Unlike (ba)sh, those languages are not a DSL for manipulating processes and files. (Ba)sh is more accurately framed as an ancient DSL than as a general-purpose language that has now been exposed as subpar.
A shell script is designed with file operators, environment variables, file handle redirection, process control, pipes/ipc, etc as first class primitives. It's just far easier to write a shell script if all you need to do is manipulate some executable programs.
Number one reason is availability. Do all of your current and future targets have the right version of Ruby installed? What if you have a mix of python 2.7 and 3.6?
It really depends on target environment. At work? Sure, every single machine comes out of provisioning with Python 2.7 installed. For something that gets distributed to be used by other people? No way I'd trust anything but POSIX, and that's pushing it some days.
I'm strongly considering making it a point to do just that: include Ruby in all the images I can, just to not have to use Bash. For one-liners it's fine, but I don't get ten lines into a Bash script before missing scripting-language features. However, if someone were to try to talk me out of what they consider to be an absurd notion, I would be prepared to take their criticism seriously.
I have multiple ~10 line POSIX shell scripts in my dotfiles. I also have a bunch each of Perl and Python ones [1]. I'd rather not rewrite my shell scripts with neither of that languages, or Ruby (which I like and use a bit).

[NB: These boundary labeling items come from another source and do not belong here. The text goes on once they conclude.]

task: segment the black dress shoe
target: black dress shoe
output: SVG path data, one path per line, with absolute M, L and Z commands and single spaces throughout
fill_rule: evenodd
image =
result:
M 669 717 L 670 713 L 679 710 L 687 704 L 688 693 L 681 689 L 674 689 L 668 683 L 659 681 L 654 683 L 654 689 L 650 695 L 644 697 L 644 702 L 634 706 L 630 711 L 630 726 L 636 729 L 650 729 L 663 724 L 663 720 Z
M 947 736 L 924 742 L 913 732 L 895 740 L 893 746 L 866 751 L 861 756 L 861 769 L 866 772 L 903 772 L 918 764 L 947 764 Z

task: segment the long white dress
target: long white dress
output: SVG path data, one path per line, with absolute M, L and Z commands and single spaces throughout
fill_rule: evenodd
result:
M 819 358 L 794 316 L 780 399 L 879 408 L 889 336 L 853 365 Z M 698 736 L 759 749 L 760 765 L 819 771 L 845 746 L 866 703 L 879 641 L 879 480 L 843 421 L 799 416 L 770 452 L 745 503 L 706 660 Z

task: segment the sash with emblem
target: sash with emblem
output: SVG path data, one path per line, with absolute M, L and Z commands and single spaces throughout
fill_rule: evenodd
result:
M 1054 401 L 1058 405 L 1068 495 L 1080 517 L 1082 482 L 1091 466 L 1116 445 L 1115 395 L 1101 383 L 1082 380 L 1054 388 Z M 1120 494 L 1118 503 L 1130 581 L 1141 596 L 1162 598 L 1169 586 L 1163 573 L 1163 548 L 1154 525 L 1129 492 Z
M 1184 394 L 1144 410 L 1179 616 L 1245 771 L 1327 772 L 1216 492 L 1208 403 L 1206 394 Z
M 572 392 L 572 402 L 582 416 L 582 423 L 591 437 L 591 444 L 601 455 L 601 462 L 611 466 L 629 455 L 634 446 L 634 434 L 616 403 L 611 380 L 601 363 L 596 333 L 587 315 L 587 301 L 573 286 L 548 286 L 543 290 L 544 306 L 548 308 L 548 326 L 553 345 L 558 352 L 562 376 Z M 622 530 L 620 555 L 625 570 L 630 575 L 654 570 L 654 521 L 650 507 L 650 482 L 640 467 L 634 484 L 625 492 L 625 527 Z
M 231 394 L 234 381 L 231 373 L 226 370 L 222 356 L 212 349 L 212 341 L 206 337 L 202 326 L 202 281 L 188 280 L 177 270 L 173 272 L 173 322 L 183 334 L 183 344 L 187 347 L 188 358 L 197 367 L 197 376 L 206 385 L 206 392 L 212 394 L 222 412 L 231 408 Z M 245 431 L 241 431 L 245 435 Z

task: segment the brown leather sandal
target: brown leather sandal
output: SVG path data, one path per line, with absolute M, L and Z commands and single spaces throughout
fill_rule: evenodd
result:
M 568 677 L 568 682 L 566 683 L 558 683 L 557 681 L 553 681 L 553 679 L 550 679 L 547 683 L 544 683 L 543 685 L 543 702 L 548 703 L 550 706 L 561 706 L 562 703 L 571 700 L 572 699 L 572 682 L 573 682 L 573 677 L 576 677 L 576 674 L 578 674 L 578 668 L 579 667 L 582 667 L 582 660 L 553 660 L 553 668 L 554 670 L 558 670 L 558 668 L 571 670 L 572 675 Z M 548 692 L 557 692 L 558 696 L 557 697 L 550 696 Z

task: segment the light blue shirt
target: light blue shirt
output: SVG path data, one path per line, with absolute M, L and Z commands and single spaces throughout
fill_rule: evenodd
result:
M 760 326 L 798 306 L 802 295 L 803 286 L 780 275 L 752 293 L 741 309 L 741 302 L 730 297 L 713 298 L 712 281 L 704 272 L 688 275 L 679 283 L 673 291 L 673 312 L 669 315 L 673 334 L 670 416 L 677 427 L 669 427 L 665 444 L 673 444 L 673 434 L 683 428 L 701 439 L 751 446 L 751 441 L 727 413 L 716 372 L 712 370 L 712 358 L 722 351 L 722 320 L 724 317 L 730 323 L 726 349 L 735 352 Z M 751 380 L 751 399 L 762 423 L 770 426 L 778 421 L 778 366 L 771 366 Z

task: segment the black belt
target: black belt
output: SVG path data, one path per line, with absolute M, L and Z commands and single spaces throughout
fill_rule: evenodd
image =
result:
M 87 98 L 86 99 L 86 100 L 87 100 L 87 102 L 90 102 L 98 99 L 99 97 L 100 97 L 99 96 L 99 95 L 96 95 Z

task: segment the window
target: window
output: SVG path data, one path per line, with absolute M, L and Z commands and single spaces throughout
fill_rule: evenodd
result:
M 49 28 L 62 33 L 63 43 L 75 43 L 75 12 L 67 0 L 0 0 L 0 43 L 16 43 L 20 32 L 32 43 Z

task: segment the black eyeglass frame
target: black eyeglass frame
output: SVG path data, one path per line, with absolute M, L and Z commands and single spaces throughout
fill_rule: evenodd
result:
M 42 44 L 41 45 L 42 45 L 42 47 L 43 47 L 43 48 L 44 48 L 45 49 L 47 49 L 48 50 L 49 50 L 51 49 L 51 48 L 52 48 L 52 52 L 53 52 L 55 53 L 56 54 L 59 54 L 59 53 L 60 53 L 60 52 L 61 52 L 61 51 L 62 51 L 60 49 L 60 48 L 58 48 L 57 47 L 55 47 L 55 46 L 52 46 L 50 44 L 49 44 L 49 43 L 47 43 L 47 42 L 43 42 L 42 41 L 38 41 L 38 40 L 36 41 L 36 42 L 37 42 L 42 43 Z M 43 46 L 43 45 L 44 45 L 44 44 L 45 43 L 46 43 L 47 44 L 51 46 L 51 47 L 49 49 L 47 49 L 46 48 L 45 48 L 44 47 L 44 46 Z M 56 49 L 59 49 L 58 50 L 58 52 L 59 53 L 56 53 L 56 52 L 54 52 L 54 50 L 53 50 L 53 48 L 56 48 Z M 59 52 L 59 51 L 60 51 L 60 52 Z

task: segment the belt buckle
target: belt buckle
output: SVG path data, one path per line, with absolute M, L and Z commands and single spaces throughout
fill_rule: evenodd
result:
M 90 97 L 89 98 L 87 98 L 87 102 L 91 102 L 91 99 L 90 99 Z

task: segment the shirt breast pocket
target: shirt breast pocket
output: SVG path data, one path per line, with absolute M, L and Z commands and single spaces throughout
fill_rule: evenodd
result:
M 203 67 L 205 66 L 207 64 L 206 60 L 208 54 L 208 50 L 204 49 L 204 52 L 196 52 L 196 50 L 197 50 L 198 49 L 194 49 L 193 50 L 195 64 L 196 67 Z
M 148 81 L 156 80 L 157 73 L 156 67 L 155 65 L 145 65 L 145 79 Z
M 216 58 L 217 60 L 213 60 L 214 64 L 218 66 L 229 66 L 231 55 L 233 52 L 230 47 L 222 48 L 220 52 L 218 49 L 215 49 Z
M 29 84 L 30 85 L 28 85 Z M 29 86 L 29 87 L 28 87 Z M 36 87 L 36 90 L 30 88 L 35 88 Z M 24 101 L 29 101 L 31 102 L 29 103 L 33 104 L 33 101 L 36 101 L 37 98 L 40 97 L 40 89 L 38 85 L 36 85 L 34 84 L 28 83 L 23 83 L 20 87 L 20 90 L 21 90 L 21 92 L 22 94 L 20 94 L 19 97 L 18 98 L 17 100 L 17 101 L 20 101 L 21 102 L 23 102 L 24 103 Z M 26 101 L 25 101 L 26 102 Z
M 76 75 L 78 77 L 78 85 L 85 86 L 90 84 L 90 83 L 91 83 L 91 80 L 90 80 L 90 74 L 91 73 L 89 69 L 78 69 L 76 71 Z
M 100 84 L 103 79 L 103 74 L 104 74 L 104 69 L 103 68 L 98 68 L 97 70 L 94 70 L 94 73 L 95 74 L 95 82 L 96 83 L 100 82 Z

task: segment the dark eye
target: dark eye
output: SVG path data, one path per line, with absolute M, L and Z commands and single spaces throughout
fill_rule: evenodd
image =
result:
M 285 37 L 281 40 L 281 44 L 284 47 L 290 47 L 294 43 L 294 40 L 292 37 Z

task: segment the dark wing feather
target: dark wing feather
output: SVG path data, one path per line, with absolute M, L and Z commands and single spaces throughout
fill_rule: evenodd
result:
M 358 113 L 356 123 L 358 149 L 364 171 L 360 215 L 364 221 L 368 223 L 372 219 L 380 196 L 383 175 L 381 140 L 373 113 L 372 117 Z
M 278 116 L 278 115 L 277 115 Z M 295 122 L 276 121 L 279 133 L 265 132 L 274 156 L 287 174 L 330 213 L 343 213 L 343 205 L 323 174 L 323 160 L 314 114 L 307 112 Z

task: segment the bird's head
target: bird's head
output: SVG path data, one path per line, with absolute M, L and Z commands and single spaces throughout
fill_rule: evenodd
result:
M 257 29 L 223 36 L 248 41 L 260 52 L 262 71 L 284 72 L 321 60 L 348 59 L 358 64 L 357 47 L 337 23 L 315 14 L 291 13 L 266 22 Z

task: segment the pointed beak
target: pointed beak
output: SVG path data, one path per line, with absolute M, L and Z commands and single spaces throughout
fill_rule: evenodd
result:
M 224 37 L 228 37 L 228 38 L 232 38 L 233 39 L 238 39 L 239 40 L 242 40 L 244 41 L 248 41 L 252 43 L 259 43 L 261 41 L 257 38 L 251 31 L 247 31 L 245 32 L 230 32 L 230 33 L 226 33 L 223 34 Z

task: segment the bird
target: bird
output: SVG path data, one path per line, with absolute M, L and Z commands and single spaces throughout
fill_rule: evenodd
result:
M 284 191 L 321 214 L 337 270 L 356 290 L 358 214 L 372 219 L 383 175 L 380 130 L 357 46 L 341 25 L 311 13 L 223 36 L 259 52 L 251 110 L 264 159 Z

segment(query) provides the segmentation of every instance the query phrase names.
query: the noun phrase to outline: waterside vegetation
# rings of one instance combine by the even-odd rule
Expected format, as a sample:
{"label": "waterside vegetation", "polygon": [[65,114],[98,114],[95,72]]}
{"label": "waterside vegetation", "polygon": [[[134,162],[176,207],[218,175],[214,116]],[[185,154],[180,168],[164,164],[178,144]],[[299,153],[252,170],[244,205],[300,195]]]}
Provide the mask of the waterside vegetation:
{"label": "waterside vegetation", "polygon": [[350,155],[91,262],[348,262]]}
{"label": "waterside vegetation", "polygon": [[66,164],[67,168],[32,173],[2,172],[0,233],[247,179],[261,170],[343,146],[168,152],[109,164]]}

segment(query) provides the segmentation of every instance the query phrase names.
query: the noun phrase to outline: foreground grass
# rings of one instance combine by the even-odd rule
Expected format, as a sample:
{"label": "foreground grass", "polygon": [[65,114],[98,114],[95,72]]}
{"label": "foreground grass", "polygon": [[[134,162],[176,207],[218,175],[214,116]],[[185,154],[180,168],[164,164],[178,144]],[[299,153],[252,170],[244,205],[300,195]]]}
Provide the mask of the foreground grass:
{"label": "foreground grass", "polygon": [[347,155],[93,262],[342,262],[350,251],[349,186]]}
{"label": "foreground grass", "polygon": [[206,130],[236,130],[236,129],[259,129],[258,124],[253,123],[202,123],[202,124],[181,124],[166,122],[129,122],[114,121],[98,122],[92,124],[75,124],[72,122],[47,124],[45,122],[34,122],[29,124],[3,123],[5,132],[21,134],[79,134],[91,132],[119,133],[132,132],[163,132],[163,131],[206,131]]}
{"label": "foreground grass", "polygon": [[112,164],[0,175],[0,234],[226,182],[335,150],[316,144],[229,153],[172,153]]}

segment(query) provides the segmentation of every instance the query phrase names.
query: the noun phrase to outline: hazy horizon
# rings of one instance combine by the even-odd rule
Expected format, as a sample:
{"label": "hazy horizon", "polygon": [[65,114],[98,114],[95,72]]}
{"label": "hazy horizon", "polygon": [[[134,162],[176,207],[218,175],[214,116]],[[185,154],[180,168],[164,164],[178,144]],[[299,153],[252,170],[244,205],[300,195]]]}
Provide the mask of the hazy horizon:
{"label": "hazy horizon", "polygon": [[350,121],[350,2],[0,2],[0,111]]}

When scripting, I find general-purpose languages are better when you have structured data (i.e. some JSON coming in) or you want to use libraries, and shell scripting better when you're wiring up multiple programs to work together, or starting up a program after setting up the environment for it.
IIRC, the FreeBSD sh(1) man page was a good entry to writing POSIX compliant, thus quite portable shell scripts.